Убедившись в том, что любая книга, которую он доставал с полки, была готова говорить с ним теперь глубинно-понятным, близким его ощущениям языком, он вскоре просто перестал выбирать и, закончив одну, наугад вытаскивал из шкафа другую. Эта своеобразная лотерея мотала его воображение по городам и странам, временам и событиям, сюжетам и судьбам, разворачивая перед мысленным взором гигантскую панораму человеческой жизни, которая, как оказалось, была и раньше не только не менее напряженной, трудной и запутанной, чем его собственная, но и удивительно схожей с современной. Менялись только костюмы, прически и манеры. Все остальное было таким же: те же страсти, обиды, радости и огорчения…
Угревшись под пледом и некоторое время проведя в сытой полудреме, Николай осознал, что заснуть окончательно ему не удастся. Он снова зажег огарок и наугад протянул руку к полке с книгами.
– Баратынский!
В слабеньком, мерцающем свете огарка читать, конечно, было трудно, но можно. И тут на него накатил новый приступ сарказма.
– Романтика одиночества при свечах… в мечтах и грезах… Бред какой-то…

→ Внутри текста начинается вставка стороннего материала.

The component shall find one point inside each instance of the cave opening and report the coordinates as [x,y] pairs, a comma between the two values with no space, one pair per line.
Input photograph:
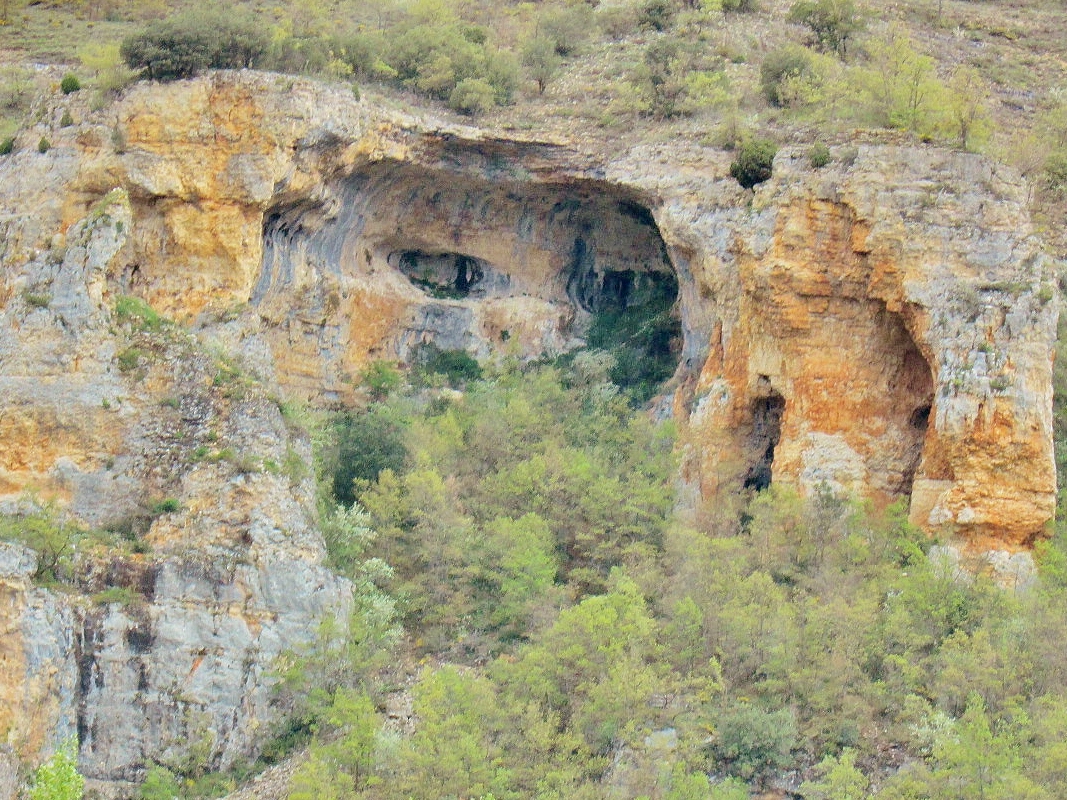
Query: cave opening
[449,275]
[763,438]
[559,266]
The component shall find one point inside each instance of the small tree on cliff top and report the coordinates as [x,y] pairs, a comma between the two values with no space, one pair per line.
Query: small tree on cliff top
[58,779]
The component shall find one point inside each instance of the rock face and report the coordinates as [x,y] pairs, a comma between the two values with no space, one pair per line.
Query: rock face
[882,325]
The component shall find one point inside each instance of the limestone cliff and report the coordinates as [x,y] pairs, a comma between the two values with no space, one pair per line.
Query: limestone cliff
[882,325]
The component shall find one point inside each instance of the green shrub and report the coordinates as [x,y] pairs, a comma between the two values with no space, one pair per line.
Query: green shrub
[541,61]
[640,337]
[69,83]
[58,779]
[753,161]
[160,784]
[752,741]
[657,15]
[129,358]
[184,44]
[778,67]
[382,378]
[363,445]
[472,96]
[818,156]
[833,22]
[568,28]
[457,366]
[165,506]
[138,314]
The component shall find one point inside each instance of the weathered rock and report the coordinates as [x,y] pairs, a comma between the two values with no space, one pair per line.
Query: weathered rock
[881,326]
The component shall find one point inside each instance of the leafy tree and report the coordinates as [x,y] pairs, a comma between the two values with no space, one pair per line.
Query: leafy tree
[52,537]
[779,67]
[184,44]
[838,780]
[361,446]
[751,741]
[833,22]
[58,779]
[752,162]
[382,378]
[160,784]
[902,86]
[341,758]
[969,115]
[541,61]
[567,27]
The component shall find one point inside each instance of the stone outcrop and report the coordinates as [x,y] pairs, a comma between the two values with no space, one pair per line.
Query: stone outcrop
[882,325]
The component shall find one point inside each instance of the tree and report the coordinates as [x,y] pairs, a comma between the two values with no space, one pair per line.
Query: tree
[541,61]
[902,85]
[833,22]
[781,65]
[58,779]
[184,44]
[753,161]
[838,780]
[751,741]
[969,115]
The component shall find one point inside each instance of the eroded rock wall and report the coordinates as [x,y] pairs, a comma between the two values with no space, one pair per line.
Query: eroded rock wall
[882,326]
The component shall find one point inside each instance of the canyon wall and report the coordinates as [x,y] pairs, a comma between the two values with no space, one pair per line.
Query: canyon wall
[882,326]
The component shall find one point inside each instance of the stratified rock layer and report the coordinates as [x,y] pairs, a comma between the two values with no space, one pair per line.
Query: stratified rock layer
[882,326]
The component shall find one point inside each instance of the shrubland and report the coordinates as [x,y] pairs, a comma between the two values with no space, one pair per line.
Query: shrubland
[568,633]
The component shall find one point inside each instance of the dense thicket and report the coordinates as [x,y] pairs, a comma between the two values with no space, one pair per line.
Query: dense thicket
[582,641]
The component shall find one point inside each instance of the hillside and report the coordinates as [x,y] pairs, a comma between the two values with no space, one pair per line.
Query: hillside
[459,438]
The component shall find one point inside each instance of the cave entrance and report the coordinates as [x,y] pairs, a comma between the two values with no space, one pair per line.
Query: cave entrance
[764,437]
[449,275]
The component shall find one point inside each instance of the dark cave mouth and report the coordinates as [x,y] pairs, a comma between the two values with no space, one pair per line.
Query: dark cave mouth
[457,236]
[447,275]
[766,433]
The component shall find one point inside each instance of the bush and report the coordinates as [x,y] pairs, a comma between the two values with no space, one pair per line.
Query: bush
[69,83]
[568,28]
[541,61]
[741,6]
[472,96]
[657,15]
[832,21]
[365,445]
[778,67]
[184,44]
[58,779]
[818,156]
[753,161]
[457,366]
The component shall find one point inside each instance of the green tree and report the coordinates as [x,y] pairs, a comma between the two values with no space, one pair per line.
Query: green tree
[541,61]
[160,784]
[833,22]
[969,115]
[753,161]
[902,85]
[839,779]
[752,742]
[58,778]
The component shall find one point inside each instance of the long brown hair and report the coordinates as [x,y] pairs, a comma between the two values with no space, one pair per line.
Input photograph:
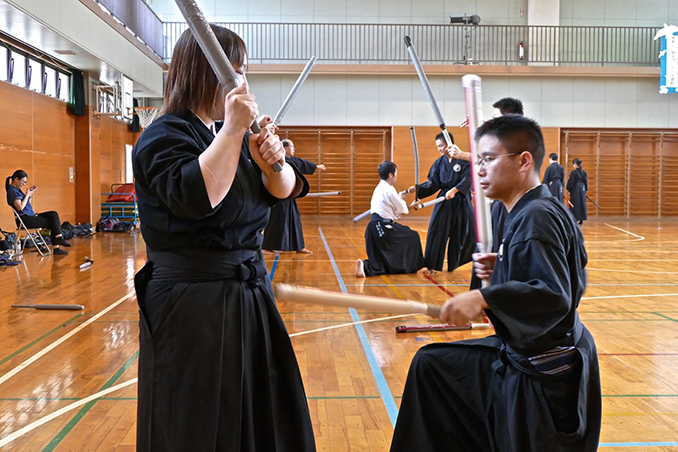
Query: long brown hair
[191,82]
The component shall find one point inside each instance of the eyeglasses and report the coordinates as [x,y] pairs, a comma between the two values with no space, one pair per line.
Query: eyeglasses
[487,161]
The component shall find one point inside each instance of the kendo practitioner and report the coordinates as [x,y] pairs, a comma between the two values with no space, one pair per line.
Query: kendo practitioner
[284,231]
[507,106]
[554,177]
[391,247]
[578,185]
[451,220]
[21,202]
[534,386]
[217,371]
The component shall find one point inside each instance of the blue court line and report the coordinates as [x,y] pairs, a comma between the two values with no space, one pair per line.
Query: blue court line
[273,267]
[386,396]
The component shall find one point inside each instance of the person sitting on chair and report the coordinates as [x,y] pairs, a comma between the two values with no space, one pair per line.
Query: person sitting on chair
[21,202]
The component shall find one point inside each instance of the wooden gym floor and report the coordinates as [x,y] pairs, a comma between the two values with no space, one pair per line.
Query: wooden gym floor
[67,378]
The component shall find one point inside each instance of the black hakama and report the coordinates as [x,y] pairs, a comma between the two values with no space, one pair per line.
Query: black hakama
[284,231]
[578,185]
[217,370]
[554,178]
[392,248]
[452,220]
[495,394]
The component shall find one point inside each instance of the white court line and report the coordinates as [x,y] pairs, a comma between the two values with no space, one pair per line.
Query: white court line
[349,324]
[58,342]
[33,425]
[19,433]
[632,296]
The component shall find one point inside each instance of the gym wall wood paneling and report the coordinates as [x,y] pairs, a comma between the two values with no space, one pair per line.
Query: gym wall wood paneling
[403,155]
[351,156]
[631,172]
[37,135]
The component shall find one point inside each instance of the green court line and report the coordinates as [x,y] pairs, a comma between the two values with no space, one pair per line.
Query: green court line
[83,411]
[30,344]
[108,321]
[665,317]
[58,399]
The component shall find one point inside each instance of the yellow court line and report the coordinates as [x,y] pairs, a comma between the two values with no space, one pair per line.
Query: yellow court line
[33,425]
[60,341]
[343,325]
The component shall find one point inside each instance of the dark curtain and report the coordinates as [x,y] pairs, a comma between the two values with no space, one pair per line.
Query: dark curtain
[77,104]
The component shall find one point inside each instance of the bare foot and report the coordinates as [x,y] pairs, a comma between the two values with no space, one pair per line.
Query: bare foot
[359,269]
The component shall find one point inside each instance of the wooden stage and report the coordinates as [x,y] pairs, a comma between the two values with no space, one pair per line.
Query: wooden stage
[67,378]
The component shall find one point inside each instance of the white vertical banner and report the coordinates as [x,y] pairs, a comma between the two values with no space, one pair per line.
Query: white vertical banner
[669,59]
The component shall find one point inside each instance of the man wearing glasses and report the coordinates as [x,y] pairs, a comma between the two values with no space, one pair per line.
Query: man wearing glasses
[535,384]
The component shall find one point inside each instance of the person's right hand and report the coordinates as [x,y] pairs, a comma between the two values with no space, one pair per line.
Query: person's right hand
[484,264]
[240,110]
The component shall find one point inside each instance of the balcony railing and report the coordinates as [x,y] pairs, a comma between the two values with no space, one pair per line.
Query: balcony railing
[440,44]
[138,17]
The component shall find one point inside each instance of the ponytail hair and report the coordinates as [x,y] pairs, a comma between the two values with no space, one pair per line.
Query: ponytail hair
[18,174]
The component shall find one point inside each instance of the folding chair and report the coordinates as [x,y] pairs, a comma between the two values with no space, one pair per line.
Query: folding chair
[35,237]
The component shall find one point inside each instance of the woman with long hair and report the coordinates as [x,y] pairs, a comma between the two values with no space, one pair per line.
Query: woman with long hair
[578,185]
[217,370]
[21,202]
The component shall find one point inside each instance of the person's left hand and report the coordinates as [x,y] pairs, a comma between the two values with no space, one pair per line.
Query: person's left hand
[266,148]
[463,308]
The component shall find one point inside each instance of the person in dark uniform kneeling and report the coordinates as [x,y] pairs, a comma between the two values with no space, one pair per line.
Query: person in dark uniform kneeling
[534,386]
[217,371]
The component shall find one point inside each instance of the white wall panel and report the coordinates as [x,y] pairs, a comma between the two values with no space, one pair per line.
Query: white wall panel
[329,100]
[557,98]
[589,103]
[621,106]
[362,98]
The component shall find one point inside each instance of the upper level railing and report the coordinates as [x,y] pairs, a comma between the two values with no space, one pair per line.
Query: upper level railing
[441,44]
[138,17]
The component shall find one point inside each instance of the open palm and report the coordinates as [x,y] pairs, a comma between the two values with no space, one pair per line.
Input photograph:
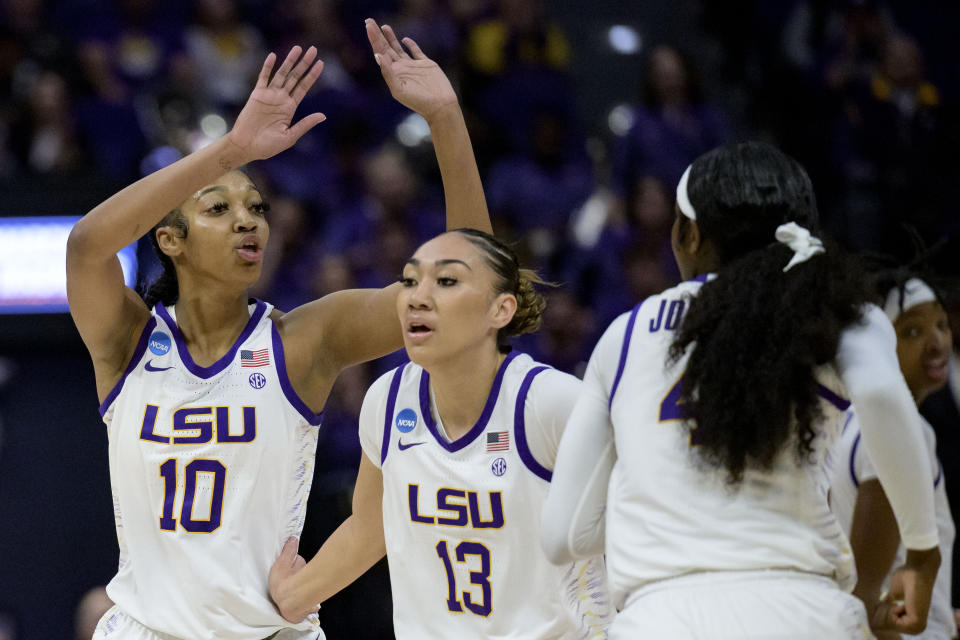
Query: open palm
[415,81]
[263,128]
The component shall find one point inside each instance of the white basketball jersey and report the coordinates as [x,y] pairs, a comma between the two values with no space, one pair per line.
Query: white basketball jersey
[850,466]
[210,469]
[667,513]
[462,519]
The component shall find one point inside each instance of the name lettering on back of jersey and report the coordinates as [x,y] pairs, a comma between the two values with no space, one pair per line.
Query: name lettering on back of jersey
[199,425]
[668,316]
[457,508]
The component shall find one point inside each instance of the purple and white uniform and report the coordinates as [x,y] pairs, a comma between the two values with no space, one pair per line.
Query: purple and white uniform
[210,469]
[688,556]
[461,519]
[850,467]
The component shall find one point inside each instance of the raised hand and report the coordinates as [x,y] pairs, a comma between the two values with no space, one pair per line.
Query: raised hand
[905,607]
[415,81]
[263,128]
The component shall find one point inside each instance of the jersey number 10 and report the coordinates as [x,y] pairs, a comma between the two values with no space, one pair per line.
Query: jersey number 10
[191,472]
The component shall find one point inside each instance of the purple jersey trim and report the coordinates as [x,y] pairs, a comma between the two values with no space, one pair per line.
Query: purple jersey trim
[481,424]
[520,428]
[280,363]
[391,405]
[222,363]
[623,352]
[853,456]
[134,361]
[840,403]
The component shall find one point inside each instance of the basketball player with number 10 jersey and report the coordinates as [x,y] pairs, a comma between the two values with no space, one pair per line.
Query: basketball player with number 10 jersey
[194,453]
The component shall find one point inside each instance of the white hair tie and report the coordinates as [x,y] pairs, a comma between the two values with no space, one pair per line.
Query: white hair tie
[915,291]
[804,245]
[683,200]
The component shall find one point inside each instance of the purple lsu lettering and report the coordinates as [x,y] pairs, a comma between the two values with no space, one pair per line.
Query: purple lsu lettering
[188,429]
[457,508]
[670,321]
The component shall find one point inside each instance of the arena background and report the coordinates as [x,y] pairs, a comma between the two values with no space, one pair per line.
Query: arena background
[583,115]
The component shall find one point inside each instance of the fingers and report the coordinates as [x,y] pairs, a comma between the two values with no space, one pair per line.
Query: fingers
[305,124]
[289,551]
[414,49]
[280,77]
[300,69]
[307,81]
[394,42]
[264,78]
[378,43]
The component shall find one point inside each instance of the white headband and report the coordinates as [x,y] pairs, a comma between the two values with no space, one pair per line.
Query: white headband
[915,291]
[683,200]
[804,245]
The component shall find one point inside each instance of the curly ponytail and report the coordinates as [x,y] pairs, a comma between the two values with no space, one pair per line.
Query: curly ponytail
[756,333]
[165,288]
[511,279]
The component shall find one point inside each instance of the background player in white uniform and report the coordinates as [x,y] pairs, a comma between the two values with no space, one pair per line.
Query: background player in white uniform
[211,400]
[458,448]
[923,350]
[717,524]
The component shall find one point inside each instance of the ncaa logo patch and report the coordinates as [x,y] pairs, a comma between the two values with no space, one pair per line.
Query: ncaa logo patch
[406,420]
[257,380]
[159,343]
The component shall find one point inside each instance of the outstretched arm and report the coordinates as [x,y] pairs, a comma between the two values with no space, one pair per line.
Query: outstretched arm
[354,326]
[418,83]
[893,437]
[874,539]
[108,315]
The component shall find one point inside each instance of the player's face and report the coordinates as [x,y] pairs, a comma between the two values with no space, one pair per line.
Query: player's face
[228,231]
[923,347]
[448,306]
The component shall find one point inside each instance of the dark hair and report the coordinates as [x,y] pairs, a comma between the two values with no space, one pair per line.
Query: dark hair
[887,273]
[757,333]
[165,288]
[510,279]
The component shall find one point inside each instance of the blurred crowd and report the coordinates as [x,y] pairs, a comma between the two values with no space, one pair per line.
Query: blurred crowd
[864,93]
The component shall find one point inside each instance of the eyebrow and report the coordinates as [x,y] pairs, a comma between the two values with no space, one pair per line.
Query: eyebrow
[416,263]
[217,187]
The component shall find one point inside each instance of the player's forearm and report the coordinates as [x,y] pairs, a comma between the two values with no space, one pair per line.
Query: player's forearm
[890,425]
[345,556]
[463,192]
[130,213]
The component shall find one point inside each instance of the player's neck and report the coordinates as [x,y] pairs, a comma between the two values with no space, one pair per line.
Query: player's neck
[461,388]
[210,324]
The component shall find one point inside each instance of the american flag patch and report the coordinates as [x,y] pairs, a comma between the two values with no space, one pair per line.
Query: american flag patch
[498,441]
[257,358]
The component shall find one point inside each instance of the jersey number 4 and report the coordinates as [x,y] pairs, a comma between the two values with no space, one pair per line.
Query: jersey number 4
[480,578]
[672,409]
[191,473]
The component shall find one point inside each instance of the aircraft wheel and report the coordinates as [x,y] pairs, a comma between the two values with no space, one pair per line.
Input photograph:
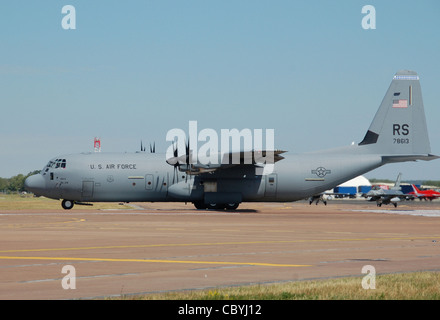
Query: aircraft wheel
[231,206]
[215,206]
[199,205]
[67,204]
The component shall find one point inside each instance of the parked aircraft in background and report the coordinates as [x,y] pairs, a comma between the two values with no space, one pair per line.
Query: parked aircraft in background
[398,133]
[384,196]
[424,194]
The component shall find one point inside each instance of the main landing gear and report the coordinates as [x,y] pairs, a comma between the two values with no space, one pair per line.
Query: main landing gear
[67,204]
[217,206]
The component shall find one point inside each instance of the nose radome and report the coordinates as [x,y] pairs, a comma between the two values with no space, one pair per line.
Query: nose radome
[35,184]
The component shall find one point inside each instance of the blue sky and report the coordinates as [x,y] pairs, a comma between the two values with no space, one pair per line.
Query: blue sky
[132,70]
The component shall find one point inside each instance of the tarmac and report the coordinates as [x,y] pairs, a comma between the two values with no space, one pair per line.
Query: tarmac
[163,247]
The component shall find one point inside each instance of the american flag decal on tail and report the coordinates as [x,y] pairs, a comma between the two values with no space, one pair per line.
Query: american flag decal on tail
[402,103]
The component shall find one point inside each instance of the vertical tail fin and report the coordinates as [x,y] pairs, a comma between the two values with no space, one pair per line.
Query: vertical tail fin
[399,128]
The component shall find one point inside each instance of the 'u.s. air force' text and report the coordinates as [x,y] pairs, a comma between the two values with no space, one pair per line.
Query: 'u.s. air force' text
[113,166]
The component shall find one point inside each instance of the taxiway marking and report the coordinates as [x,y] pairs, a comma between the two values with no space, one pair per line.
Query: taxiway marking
[160,261]
[225,243]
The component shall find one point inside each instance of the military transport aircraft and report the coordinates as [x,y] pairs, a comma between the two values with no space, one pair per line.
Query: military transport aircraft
[398,133]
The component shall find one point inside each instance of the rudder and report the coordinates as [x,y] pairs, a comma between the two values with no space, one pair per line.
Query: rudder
[399,126]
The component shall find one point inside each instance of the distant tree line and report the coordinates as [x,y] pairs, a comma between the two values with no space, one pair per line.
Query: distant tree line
[15,183]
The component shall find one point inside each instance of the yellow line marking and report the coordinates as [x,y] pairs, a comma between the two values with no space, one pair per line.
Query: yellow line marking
[223,243]
[160,261]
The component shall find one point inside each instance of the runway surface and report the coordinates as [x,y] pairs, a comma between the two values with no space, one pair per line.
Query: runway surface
[171,247]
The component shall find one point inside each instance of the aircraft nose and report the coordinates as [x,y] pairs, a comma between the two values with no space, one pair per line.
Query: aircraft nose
[35,184]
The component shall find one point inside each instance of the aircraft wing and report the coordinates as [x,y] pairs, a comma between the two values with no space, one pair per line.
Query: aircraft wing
[226,161]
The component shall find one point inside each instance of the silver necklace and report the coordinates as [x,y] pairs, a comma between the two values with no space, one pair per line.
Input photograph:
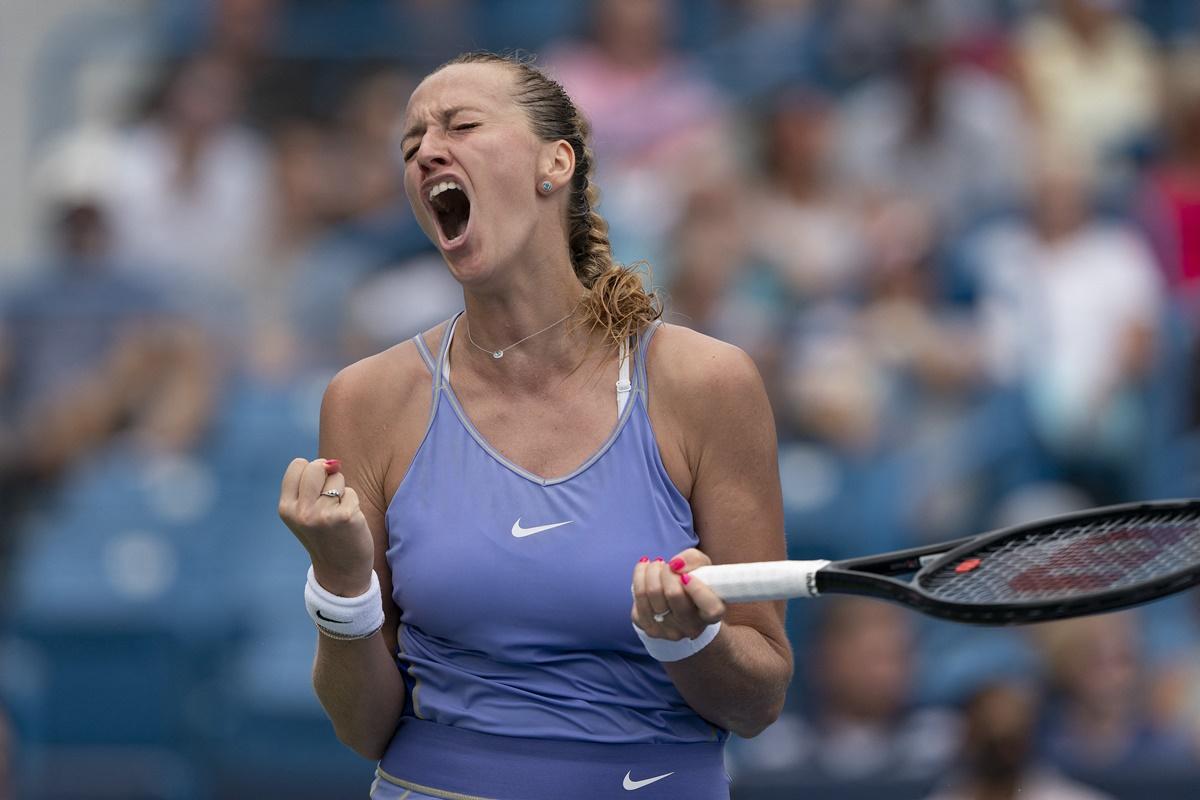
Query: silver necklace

Однако томик не отложил в надежде, что старомодный, громоздко-громыхающий патетичными строфами классик подействует на него добрым снотворным. Потому повыше взбил пыльную диванную подушку так, чтобы голова была как можно ближе к стоявшей на краю придиванного столика свече, и наугад раскрыл книжку.
Ты был ли, гордый Рим, земли самовластитель,
Ты был ли, о свободный Рим?
К немым развалинам твоим
Подходит с грустию их чуждый навеститель.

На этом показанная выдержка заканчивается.